Les tensions croissantes au Moyen-Orient ont de lourdes conséquences sur l’économie mondiale, et les consommateurs belges commencent à en ressentir les effets. Si les prix des biens de consommation n’ont pas encore flambé, les experts préviennent que des hausses sont à prévoir. Mais dans quelle mesure la guerre affectera-t-elle le panier moyen des Belges ?
Pierre-Alexandre Billiet, CEO de Gondola, estime que l’impact de la guerre sur le panier moyen des Belges devrait être limité à court terme. Selon lui, les hausses liées à l’énergie dans le secteur de la distribution alimentaire pourraient représenter une augmentation de 0,2 à 0,3 % du panier des consommateurs, rapporte DHNet. Cela correspond à quelques dizaines d’euros supplémentaires pour un ménage belge qui dépense environ 6 000 euros par an en alimentation.
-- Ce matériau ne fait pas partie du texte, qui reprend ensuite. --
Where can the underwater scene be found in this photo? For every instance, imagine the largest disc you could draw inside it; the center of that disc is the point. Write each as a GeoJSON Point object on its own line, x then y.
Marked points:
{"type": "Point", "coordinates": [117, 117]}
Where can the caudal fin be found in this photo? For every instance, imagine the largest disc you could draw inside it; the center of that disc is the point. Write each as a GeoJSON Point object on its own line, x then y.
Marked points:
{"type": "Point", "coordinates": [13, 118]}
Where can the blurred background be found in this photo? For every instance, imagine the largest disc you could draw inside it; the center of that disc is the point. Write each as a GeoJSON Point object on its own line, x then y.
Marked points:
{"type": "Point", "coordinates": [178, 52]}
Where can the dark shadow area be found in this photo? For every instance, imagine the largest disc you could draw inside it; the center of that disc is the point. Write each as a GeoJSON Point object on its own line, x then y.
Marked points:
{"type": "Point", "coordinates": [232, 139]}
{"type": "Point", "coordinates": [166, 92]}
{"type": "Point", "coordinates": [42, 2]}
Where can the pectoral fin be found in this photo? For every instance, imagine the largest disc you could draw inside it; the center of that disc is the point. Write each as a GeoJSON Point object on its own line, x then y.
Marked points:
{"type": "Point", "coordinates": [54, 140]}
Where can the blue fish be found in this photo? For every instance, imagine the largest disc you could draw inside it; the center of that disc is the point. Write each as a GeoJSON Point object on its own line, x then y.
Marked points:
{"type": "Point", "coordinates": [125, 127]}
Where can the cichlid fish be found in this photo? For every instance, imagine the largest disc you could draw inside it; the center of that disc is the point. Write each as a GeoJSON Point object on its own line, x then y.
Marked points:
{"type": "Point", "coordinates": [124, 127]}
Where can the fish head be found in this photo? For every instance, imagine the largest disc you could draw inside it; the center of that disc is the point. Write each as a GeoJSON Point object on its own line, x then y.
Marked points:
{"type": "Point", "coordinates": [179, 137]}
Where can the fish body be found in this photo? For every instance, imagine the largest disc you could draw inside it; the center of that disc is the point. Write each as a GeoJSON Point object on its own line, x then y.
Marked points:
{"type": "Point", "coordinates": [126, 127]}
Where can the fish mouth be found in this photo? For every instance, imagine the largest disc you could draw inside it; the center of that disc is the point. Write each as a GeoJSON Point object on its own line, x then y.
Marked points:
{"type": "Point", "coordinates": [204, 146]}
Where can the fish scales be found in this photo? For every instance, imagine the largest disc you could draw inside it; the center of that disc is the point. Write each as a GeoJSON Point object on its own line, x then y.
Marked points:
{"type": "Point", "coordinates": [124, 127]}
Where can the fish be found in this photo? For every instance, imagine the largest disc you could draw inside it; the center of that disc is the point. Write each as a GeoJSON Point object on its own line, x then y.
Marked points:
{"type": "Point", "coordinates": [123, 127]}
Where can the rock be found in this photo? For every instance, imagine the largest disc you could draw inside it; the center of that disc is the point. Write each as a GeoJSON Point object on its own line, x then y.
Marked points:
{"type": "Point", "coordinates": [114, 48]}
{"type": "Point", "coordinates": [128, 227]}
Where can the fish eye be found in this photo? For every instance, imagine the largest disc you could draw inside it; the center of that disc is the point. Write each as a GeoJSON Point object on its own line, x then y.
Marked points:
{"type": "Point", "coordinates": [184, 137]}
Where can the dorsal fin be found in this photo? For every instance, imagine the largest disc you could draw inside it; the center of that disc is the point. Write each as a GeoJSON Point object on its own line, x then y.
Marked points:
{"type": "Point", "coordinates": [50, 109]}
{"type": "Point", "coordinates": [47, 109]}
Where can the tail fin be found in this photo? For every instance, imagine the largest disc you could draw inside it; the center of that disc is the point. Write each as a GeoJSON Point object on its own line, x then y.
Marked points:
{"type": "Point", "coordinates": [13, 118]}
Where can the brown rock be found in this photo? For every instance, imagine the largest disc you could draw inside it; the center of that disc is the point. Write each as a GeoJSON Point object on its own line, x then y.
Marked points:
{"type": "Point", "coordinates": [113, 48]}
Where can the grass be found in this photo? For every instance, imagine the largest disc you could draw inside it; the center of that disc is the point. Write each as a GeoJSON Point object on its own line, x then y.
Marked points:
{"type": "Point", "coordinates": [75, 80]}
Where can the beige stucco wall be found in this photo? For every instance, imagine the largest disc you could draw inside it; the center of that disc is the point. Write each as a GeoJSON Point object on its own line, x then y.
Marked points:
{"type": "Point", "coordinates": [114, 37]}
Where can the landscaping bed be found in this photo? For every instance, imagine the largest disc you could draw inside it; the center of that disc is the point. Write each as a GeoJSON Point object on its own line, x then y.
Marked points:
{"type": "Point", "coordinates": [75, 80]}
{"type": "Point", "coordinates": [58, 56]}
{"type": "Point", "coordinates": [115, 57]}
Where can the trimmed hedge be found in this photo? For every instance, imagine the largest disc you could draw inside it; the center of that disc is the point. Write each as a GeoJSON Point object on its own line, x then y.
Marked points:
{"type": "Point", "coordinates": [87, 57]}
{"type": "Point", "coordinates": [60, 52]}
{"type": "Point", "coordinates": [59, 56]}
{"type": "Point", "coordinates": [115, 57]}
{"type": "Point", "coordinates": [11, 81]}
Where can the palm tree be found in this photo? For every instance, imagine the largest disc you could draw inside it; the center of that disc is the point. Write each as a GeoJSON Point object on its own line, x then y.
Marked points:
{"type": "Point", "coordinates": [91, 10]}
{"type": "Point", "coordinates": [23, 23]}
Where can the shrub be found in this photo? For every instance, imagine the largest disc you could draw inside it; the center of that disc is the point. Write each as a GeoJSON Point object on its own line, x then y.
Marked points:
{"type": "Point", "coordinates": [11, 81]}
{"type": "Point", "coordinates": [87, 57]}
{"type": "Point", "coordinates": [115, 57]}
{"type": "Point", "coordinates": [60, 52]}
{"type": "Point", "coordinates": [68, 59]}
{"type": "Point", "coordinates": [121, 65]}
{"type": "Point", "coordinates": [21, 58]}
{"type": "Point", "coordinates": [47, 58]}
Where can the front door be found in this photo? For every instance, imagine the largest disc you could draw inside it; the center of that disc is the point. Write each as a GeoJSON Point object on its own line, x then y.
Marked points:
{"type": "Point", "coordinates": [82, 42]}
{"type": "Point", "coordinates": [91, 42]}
Cependant, cette prévision concerne uniquement les hausses d’énergie, un facteur parmi d’autres.
Perturbations mondiales et effets indirects
Bien que l’impact immédiat sur les prix alimentaires semble modéré, les conséquences de la guerre se feront sentir indirectement. Les perturbations logistiques mondiales, combinées à la fluctuation des prix de l’énergie, pourraient entraîner un déplacement des marchandises entre les marchés. Par exemple, des produits comme le maïs brésilien ou la viande de poulet pourraient se retrouver sur de nouveaux marchés européens, ce qui risquerait de faire augmenter les prix pour les consommateurs belges.
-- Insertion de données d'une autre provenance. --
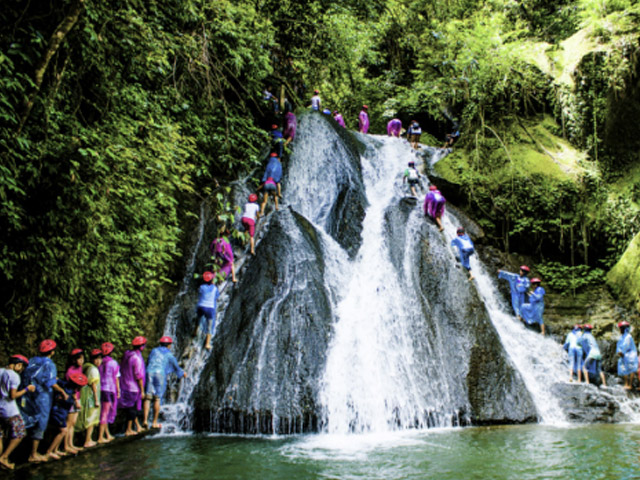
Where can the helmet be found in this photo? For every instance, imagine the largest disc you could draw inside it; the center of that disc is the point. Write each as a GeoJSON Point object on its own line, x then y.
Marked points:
{"type": "Point", "coordinates": [136, 342]}
{"type": "Point", "coordinates": [107, 348]}
{"type": "Point", "coordinates": [47, 345]}
{"type": "Point", "coordinates": [207, 276]}
{"type": "Point", "coordinates": [79, 379]}
{"type": "Point", "coordinates": [20, 358]}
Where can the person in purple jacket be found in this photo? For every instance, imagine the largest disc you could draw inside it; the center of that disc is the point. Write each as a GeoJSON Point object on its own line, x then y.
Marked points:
{"type": "Point", "coordinates": [109, 392]}
{"type": "Point", "coordinates": [132, 380]}
{"type": "Point", "coordinates": [221, 249]}
{"type": "Point", "coordinates": [394, 128]}
{"type": "Point", "coordinates": [434, 204]}
{"type": "Point", "coordinates": [363, 120]}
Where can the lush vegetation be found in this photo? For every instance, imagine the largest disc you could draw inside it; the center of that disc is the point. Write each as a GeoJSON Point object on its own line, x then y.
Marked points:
{"type": "Point", "coordinates": [117, 118]}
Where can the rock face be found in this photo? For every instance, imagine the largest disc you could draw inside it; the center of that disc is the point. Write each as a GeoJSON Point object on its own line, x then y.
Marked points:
{"type": "Point", "coordinates": [271, 344]}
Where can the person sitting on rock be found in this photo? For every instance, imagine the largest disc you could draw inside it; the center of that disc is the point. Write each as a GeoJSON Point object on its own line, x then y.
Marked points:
{"type": "Point", "coordinates": [519, 284]}
{"type": "Point", "coordinates": [573, 346]}
{"type": "Point", "coordinates": [532, 312]}
{"type": "Point", "coordinates": [465, 249]}
{"type": "Point", "coordinates": [628, 355]}
{"type": "Point", "coordinates": [593, 357]}
{"type": "Point", "coordinates": [434, 205]}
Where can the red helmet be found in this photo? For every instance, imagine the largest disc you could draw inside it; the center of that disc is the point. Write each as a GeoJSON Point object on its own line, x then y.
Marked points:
{"type": "Point", "coordinates": [136, 342]}
{"type": "Point", "coordinates": [208, 276]}
{"type": "Point", "coordinates": [20, 358]}
{"type": "Point", "coordinates": [79, 379]}
{"type": "Point", "coordinates": [107, 348]}
{"type": "Point", "coordinates": [47, 345]}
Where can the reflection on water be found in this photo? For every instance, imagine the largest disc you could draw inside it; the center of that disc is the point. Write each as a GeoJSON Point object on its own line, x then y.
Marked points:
{"type": "Point", "coordinates": [526, 452]}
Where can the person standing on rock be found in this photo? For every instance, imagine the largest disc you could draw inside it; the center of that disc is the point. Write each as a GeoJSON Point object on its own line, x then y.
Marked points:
{"type": "Point", "coordinates": [532, 312]}
{"type": "Point", "coordinates": [628, 355]}
{"type": "Point", "coordinates": [573, 346]}
{"type": "Point", "coordinates": [363, 120]}
{"type": "Point", "coordinates": [465, 249]}
{"type": "Point", "coordinates": [434, 204]}
{"type": "Point", "coordinates": [593, 357]}
{"type": "Point", "coordinates": [519, 284]}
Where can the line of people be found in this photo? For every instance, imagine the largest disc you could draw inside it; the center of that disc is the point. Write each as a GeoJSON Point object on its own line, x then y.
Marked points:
{"type": "Point", "coordinates": [94, 388]}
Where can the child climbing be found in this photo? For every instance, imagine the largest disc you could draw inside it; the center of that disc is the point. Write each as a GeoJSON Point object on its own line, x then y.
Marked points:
{"type": "Point", "coordinates": [412, 176]}
{"type": "Point", "coordinates": [250, 216]}
{"type": "Point", "coordinates": [434, 204]}
{"type": "Point", "coordinates": [207, 303]}
{"type": "Point", "coordinates": [465, 249]}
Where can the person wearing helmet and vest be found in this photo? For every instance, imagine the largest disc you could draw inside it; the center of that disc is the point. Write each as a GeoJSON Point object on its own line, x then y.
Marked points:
{"type": "Point", "coordinates": [250, 216]}
{"type": "Point", "coordinates": [434, 204]}
{"type": "Point", "coordinates": [628, 355]}
{"type": "Point", "coordinates": [519, 284]}
{"type": "Point", "coordinates": [573, 346]}
{"type": "Point", "coordinates": [465, 249]}
{"type": "Point", "coordinates": [10, 419]}
{"type": "Point", "coordinates": [109, 392]}
{"type": "Point", "coordinates": [132, 379]}
{"type": "Point", "coordinates": [593, 358]}
{"type": "Point", "coordinates": [160, 364]}
{"type": "Point", "coordinates": [532, 312]}
{"type": "Point", "coordinates": [42, 373]}
{"type": "Point", "coordinates": [208, 294]}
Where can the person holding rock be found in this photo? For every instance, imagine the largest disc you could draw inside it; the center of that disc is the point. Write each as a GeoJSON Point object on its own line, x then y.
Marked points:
{"type": "Point", "coordinates": [628, 355]}
{"type": "Point", "coordinates": [519, 284]}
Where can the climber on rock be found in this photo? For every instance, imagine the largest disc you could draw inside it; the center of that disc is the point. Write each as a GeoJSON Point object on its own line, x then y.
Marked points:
{"type": "Point", "coordinates": [465, 249]}
{"type": "Point", "coordinates": [573, 346]}
{"type": "Point", "coordinates": [628, 355]}
{"type": "Point", "coordinates": [532, 312]}
{"type": "Point", "coordinates": [593, 357]}
{"type": "Point", "coordinates": [434, 204]}
{"type": "Point", "coordinates": [519, 284]}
Des produits spécifiques pourraient être directement touchés par les conséquences du conflit. Selon Billiet, des produits comme les pistaches, le safran ou les figues séchées pourraient devenir plus chers ou moins disponibles sur les étals des magasins. Ces produits, bien qu’étant des articles de consommation marginaux, pourraient entraîner des hausses notables dans certaines catégories de produits importés.
Les effets à long terme de la guerre au Moyen-Orient
L’expert met en garde contre l’instabilité croissante de l’économie mondiale, qui risque d’aggraver les tensions déjà présentes dans plusieurs secteurs. Le changement climatique, qui a déjà contribué à près de 30 % de l’inflation alimentaire récente, représente un autre facteur qui pourrait aggraver les effets de la guerre au Moyen-Orient. Les conditions climatiques extrêmes, telles que les sécheresses ou les inondations, perturbent les récoltes agricoles et augmentent les prix des produits de base.
Si ces facteurs se combinent, les hausses des prix alimentaires pourraient atteindre plusieurs centaines d’euros sur le panier moyen des Belges dans les mois à venir. Cependant, Billiet précise que de telles augmentations ne devraient pas se faire sentir immédiatement, car les effets d’un choc géopolitique prennent généralement plusieurs semaines avant de se refléter dans les chaînes d’approvisionnement.
En résumé, bien que l’impact immédiat de la guerre au Moyen-Orient sur le pouvoir d’achat des Belges soit limité, l’instabilité géopolitique et ses effets indirects pourraient entraîner des hausses de prix dans les mois à venir. Les consommateurs doivent se préparer à des ajustements progressifs des prix, notamment dans certains secteurs sensibles. Les véritables effets seront visibles dans les semaines à venir, et une vigilance est de mise pour anticiper les conséquences économiques à long terme.